Patented Instruments (a blog post from @Orchestrasfan)

Posted: November 7, 2013 in Music

Patented Instruments, or How the Oboe got its Name

The ever well-dressed Ulrike Schmid, who blogs and tweets auf Deutsch as @orchestrasfan, posted a fascinating summary of an exhibition that will be on display over the next few months in Hamburg.  Here’s my translation:

November 5th, 2013 from Orchestrasfan

Pictured: Johann Matthias Augustus Stroh (1828-1914), Stroh-Fiddle, London circa 1910, Ebony, Aluminum. Photo: Roman Raacke

With the exhibition “Patented Instruments”, the Hamburg Museum of Art and Craft transports visitors to the instrumental and musical history of the 19th and 20th Centuries.

Unusual Instruments

Around 100 instruments from the collection of Wolfgang Hanneforth tell the story, in sixteen chapters, of how luthiers, engineers, inventors, musicians, watchmakers, goldsmiths, and other adventurous craftsmen conceived musical instruments as technological, scientific objects.  They tinkered, studied, experimented, and availed themselves of the latest technological and physical scientific insights, in search of the perfect sound.

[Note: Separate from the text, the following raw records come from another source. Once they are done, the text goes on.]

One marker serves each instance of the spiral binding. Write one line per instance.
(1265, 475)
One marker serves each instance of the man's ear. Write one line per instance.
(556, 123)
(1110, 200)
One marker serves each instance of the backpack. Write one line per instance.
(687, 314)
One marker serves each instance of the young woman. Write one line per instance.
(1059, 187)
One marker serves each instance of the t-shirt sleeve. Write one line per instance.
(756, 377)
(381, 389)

Tinkering and Experimentation

The fruits of this tinkering and experimentation are shown in the exhibition.  They include some string and woodwind instruments that are technically exceptional and innovative in their construction.  Among the unusual items in the exhibition are the “Stroh-Fiddle”, which Matthias August Stroh equipped with a sound-enhancing metal cone, or violins with extraordinary body shapes, such as the one with a guitar-like body developed by François Chanot.  Also on display are rare damsel- or pocket-fiddles (pochettes), as well as various silent violins and miniature instruments.

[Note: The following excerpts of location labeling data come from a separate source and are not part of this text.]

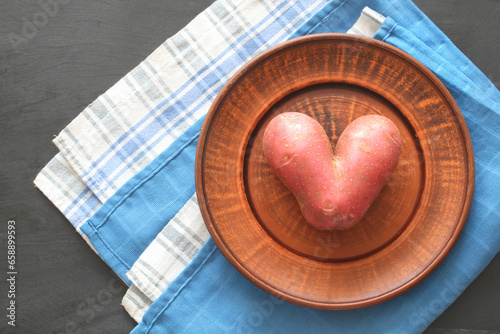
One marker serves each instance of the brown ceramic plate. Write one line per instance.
(255, 220)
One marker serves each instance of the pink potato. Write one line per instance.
(334, 189)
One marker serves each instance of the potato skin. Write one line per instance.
(334, 189)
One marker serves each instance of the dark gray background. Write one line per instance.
(62, 285)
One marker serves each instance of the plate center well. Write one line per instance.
(334, 106)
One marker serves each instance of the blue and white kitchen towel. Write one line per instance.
(224, 301)
(413, 311)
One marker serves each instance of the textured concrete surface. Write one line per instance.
(62, 286)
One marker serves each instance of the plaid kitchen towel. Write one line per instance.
(210, 296)
(141, 115)
(181, 239)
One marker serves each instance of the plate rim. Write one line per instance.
(369, 301)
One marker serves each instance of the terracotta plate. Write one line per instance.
(256, 221)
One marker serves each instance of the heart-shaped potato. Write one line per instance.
(334, 189)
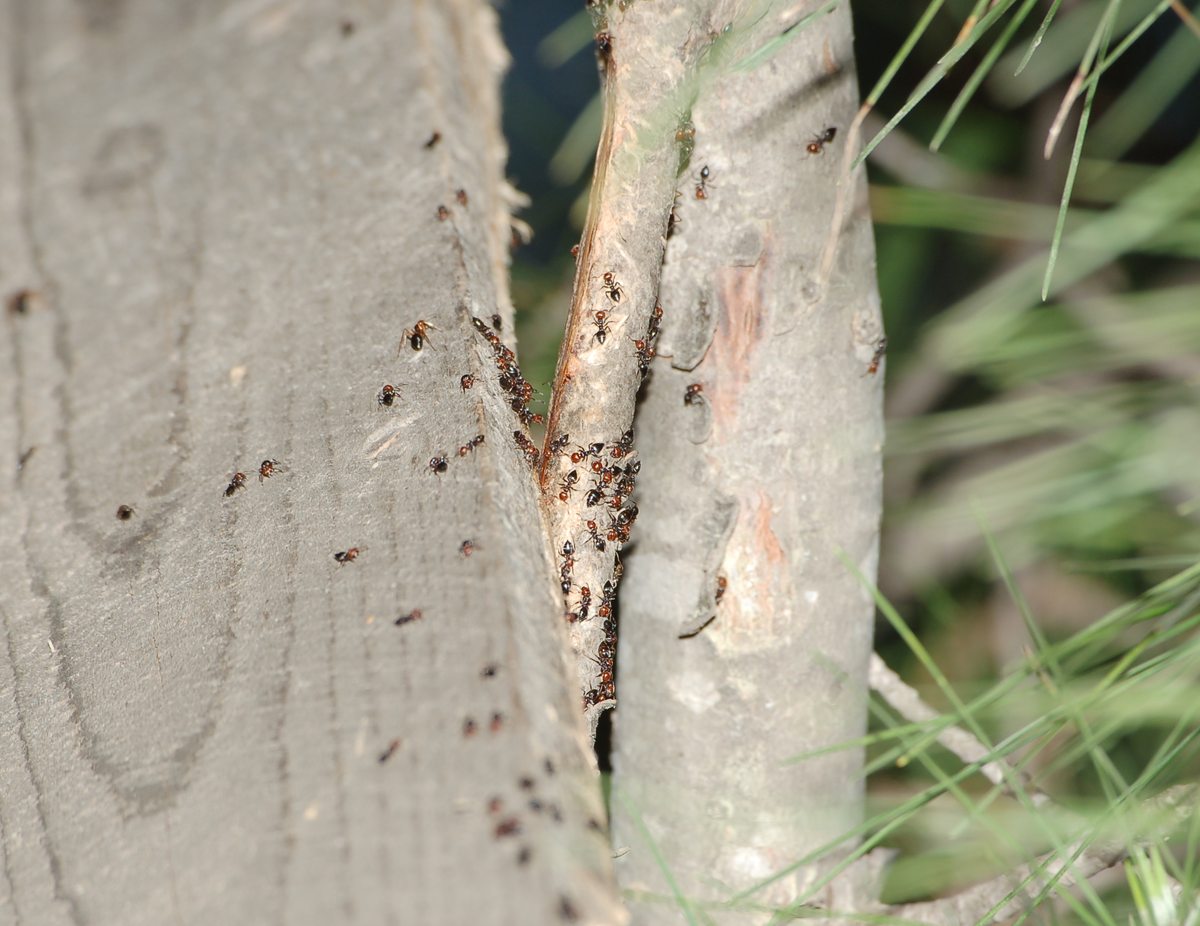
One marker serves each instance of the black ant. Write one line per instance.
(268, 468)
(881, 348)
(390, 751)
(612, 288)
(817, 144)
(413, 615)
(603, 325)
(591, 450)
(418, 334)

Along the way come the answers to questions such as, “Did Stradivari have no competition?”, “What, exactly, is a beak flute?”, “How did the oboe get its name and the flute its valves?”, or “How long have women been allowed to play the flute?”

Unsigned silent violin, possibly from late 19th-Century Germany, maple, ebony. Photo: Roman Raacke

The exhibition, which is on display through May, 2014, features an audio guide, which is also available as an iPhone-App (click here to download).  With 42 tracks with samples of the historic instruments, film clips with minuet- and tango-dancing, and two audio features, it will breathe life into the musical instruments, your effort, and your time.

Sounds to me like an interesting exhibition.